Hi, we are working on large scale elastic search deployment. Its expected to handle 500K log inserts/sec. Each log is about 200 bytes. Search queries are expected to be about 2K/sec. We have created 10 node cluster. Our machines are 64GB RAM, 20 core with 50TB 72K RPM HDDs. Any recommendations/tips ?
I'm no expert on raw indexing performance but I'm pretty sure SSDs are way
way way faster. You might want try some nodes with SSDs. Its possible to
build a setup where new data is indexed into the SSDs and then when the day
is done that index is optimized and pushed over to nodes with spinning
disks.
Nik
+1 on SSDs as Nik mentioned.

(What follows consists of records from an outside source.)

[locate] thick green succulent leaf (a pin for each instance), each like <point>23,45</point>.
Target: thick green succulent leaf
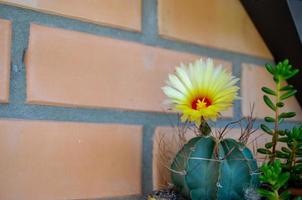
<point>286,150</point>
<point>266,129</point>
<point>268,145</point>
<point>288,94</point>
<point>287,87</point>
<point>269,119</point>
<point>284,195</point>
<point>202,170</point>
<point>280,104</point>
<point>264,151</point>
<point>281,154</point>
<point>179,167</point>
<point>283,139</point>
<point>269,102</point>
<point>270,69</point>
<point>268,91</point>
<point>236,170</point>
<point>287,115</point>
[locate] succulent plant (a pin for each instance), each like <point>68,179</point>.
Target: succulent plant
<point>206,168</point>
<point>273,179</point>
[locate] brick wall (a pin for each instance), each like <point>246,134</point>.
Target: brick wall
<point>81,104</point>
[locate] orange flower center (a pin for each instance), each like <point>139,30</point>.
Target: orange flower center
<point>197,100</point>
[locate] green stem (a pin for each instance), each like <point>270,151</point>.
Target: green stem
<point>293,156</point>
<point>275,134</point>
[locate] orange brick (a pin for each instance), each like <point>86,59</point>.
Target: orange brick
<point>77,69</point>
<point>60,160</point>
<point>5,44</point>
<point>166,145</point>
<point>253,79</point>
<point>124,14</point>
<point>218,23</point>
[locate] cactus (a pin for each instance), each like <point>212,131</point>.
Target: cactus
<point>207,169</point>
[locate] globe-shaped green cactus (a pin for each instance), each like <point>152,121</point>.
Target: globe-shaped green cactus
<point>207,169</point>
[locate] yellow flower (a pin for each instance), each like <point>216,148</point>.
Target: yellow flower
<point>200,90</point>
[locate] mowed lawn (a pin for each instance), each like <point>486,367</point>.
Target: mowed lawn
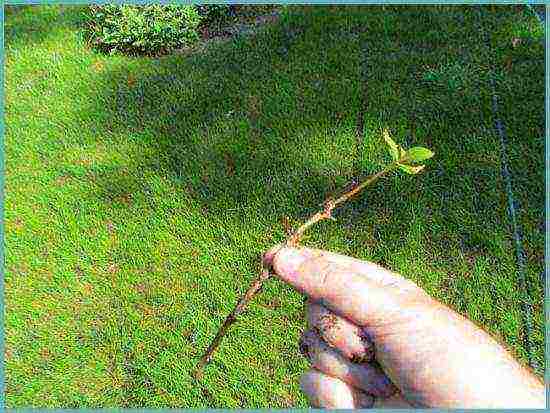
<point>140,192</point>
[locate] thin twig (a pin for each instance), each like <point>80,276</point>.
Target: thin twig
<point>292,240</point>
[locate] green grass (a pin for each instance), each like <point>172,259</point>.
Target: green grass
<point>140,192</point>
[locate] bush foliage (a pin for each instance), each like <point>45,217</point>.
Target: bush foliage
<point>142,30</point>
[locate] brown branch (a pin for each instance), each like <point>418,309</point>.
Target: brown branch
<point>292,240</point>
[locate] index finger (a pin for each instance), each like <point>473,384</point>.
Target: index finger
<point>361,291</point>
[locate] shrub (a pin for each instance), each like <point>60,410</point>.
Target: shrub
<point>215,12</point>
<point>142,30</point>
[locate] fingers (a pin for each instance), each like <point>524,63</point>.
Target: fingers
<point>363,292</point>
<point>328,392</point>
<point>367,377</point>
<point>339,333</point>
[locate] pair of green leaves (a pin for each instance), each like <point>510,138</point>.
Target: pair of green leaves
<point>407,160</point>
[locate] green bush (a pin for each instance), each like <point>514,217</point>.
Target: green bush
<point>142,30</point>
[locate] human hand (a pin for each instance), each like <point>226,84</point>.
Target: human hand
<point>377,339</point>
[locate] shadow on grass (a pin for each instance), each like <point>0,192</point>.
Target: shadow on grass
<point>231,124</point>
<point>262,127</point>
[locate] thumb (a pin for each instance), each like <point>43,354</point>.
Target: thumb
<point>363,292</point>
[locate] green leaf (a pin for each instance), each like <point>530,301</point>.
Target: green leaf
<point>393,147</point>
<point>412,170</point>
<point>419,154</point>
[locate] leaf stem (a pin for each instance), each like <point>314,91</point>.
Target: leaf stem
<point>292,240</point>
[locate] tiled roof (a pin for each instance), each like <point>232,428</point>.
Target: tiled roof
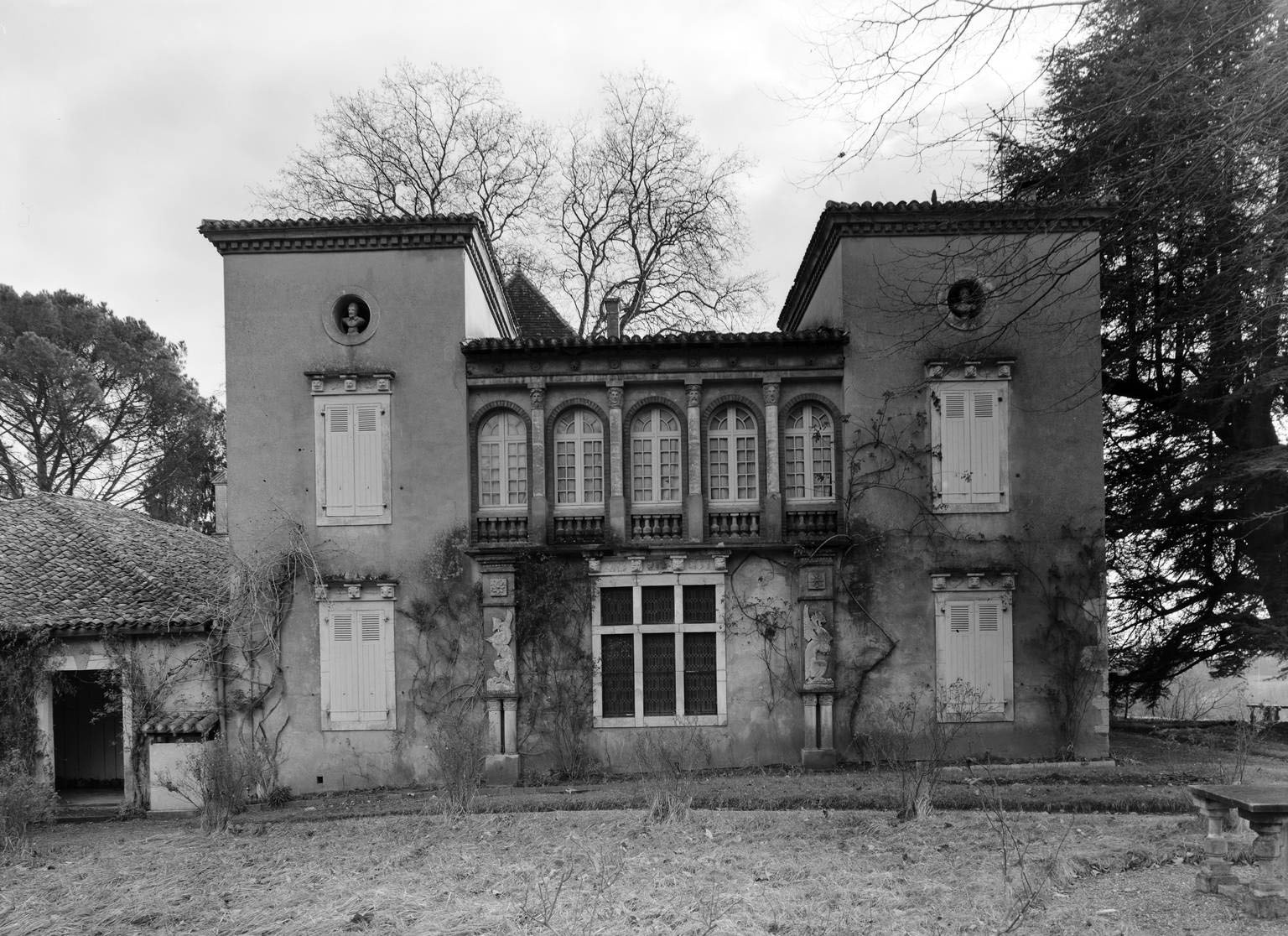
<point>79,565</point>
<point>532,313</point>
<point>995,206</point>
<point>182,722</point>
<point>377,221</point>
<point>644,341</point>
<point>918,218</point>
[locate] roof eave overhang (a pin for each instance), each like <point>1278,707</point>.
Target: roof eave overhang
<point>350,235</point>
<point>913,219</point>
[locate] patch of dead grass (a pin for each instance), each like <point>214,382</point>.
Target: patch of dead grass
<point>588,872</point>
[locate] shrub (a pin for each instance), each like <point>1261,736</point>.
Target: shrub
<point>24,803</point>
<point>24,656</point>
<point>913,736</point>
<point>216,779</point>
<point>668,758</point>
<point>459,743</point>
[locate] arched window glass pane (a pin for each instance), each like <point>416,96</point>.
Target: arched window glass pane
<point>732,455</point>
<point>502,459</point>
<point>808,454</point>
<point>579,457</point>
<point>656,457</point>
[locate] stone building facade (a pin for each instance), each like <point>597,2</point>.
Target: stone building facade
<point>763,539</point>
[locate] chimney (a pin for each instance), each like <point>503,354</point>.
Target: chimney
<point>612,317</point>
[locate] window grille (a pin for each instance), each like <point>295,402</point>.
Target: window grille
<point>699,604</point>
<point>617,673</point>
<point>615,606</point>
<point>658,604</point>
<point>658,673</point>
<point>699,673</point>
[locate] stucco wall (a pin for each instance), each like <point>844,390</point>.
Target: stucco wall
<point>1043,313</point>
<point>274,334</point>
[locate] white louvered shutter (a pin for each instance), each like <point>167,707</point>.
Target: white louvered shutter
<point>339,460</point>
<point>985,447</point>
<point>371,667</point>
<point>954,642</point>
<point>954,462</point>
<point>344,667</point>
<point>989,679</point>
<point>367,461</point>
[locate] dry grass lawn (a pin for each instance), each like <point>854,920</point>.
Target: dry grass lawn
<point>612,872</point>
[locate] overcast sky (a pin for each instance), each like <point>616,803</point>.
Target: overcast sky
<point>127,122</point>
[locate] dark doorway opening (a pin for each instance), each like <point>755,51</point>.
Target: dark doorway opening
<point>89,755</point>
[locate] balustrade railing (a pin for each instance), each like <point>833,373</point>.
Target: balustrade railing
<point>577,528</point>
<point>491,528</point>
<point>657,526</point>
<point>733,524</point>
<point>809,524</point>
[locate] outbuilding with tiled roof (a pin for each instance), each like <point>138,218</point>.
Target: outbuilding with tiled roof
<point>88,567</point>
<point>113,586</point>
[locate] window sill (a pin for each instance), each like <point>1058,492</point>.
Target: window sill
<point>387,725</point>
<point>953,719</point>
<point>1000,507</point>
<point>384,519</point>
<point>663,721</point>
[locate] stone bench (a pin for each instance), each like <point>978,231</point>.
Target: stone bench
<point>1266,810</point>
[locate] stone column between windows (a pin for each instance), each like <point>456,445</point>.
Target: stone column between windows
<point>501,693</point>
<point>615,497</point>
<point>771,515</point>
<point>816,594</point>
<point>693,512</point>
<point>538,507</point>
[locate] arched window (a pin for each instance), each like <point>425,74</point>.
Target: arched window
<point>502,461</point>
<point>732,473</point>
<point>656,457</point>
<point>579,457</point>
<point>808,454</point>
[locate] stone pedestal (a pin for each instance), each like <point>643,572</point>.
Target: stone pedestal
<point>502,765</point>
<point>1266,810</point>
<point>819,750</point>
<point>501,770</point>
<point>1215,869</point>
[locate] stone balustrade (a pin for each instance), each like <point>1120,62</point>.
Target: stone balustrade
<point>657,527</point>
<point>501,528</point>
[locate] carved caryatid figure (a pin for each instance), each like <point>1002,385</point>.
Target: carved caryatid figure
<point>818,647</point>
<point>502,634</point>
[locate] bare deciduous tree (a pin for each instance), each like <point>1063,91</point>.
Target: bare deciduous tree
<point>649,216</point>
<point>896,70</point>
<point>429,141</point>
<point>1174,115</point>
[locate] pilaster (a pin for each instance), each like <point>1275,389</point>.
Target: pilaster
<point>693,510</point>
<point>771,517</point>
<point>538,509</point>
<point>615,497</point>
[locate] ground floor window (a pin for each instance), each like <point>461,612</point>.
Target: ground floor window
<point>357,654</point>
<point>973,642</point>
<point>660,656</point>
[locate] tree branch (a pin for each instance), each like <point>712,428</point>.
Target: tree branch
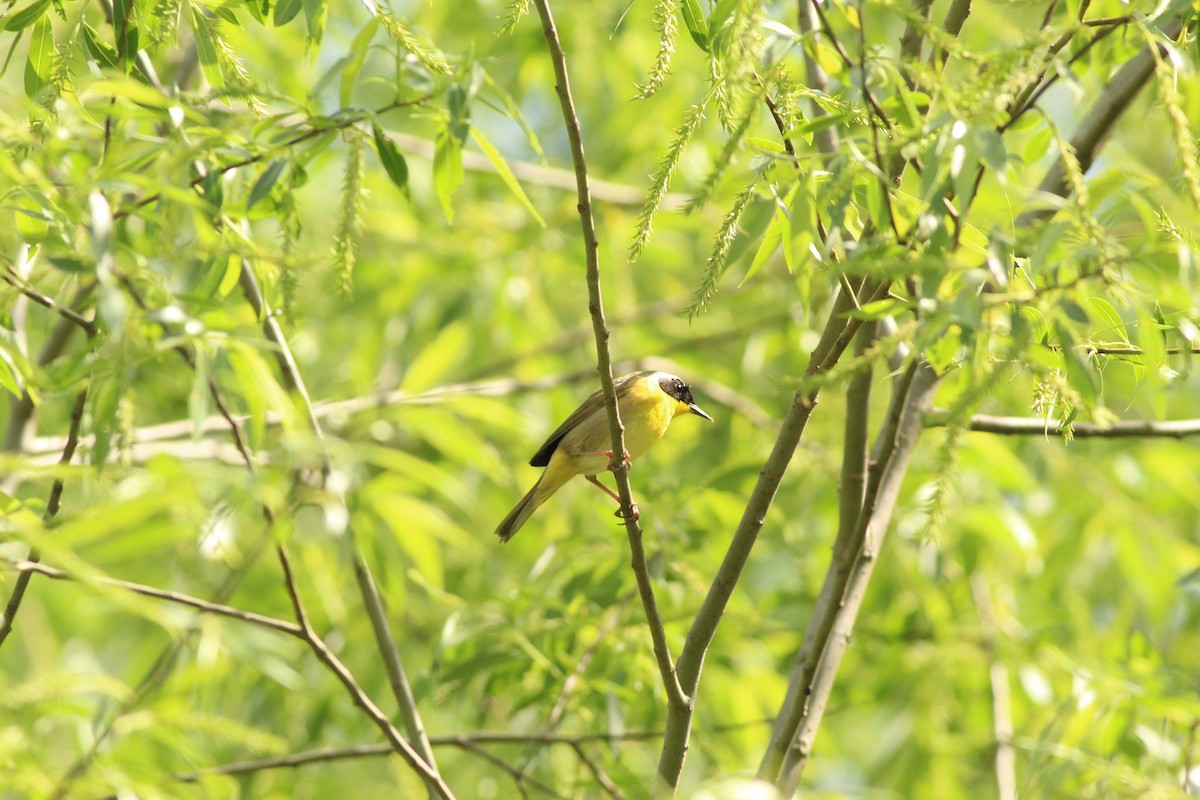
<point>370,593</point>
<point>1110,107</point>
<point>894,451</point>
<point>676,697</point>
<point>52,510</point>
<point>199,605</point>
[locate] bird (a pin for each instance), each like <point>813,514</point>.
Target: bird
<point>647,402</point>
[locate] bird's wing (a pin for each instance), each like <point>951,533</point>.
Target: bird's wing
<point>587,408</point>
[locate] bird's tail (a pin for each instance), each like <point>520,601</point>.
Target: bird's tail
<point>546,485</point>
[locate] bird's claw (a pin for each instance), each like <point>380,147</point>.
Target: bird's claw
<point>625,462</point>
<point>628,513</point>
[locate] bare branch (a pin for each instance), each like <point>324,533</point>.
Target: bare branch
<point>1091,133</point>
<point>894,451</point>
<point>52,510</point>
<point>87,325</point>
<point>676,697</point>
<point>852,493</point>
<point>541,175</point>
<point>1020,426</point>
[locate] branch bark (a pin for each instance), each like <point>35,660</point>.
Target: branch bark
<point>676,698</point>
<point>372,600</point>
<point>1019,426</point>
<point>853,488</point>
<point>894,450</point>
<point>838,334</point>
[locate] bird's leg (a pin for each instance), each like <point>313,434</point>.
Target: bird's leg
<point>621,511</point>
<point>625,462</point>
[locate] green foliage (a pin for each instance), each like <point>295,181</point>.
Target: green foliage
<point>159,160</point>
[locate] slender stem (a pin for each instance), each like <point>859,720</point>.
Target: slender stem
<point>853,488</point>
<point>70,314</point>
<point>1001,697</point>
<point>312,133</point>
<point>838,334</point>
<point>1109,107</point>
<point>372,599</point>
<point>826,137</point>
<point>55,343</point>
<point>199,605</point>
<point>1021,426</point>
<point>676,696</point>
<point>895,447</point>
<point>360,698</point>
<point>52,509</point>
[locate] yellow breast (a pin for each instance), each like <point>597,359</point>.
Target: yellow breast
<point>647,413</point>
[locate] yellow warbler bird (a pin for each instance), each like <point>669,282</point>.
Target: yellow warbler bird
<point>647,402</point>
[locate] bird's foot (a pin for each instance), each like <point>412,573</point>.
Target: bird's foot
<point>628,513</point>
<point>625,462</point>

This page also contains useful information about tuning indexing speed: http://www.elastic.co/guide/en/elasticsearch/guide/master/indexing-performance.html
Apart from the high indexing rate, which as mentioned will benefit from using SSDs as it can be very I/O intensive, you also have a relatively high search rate, at least compared to most typical logging use cases I come across. Depending on the nature of the data and searches as well as the latency requirements related to these, I think it is likely that you will need to tune your cluster for a balance of indexing and querying rather than pure indexing performance.
You may also benefit from a tiered structure where you have nodes with SSDs dedicated to performing indexing as well as serving searches on the most recent data and other nodes that are backed by HDDs and only handle longer term storage of older indices that are effectively read-only and searched less frequently. The configuration of these nodes and the ratio between them will however likely depend on the expected retention period and what your serach patterns look like.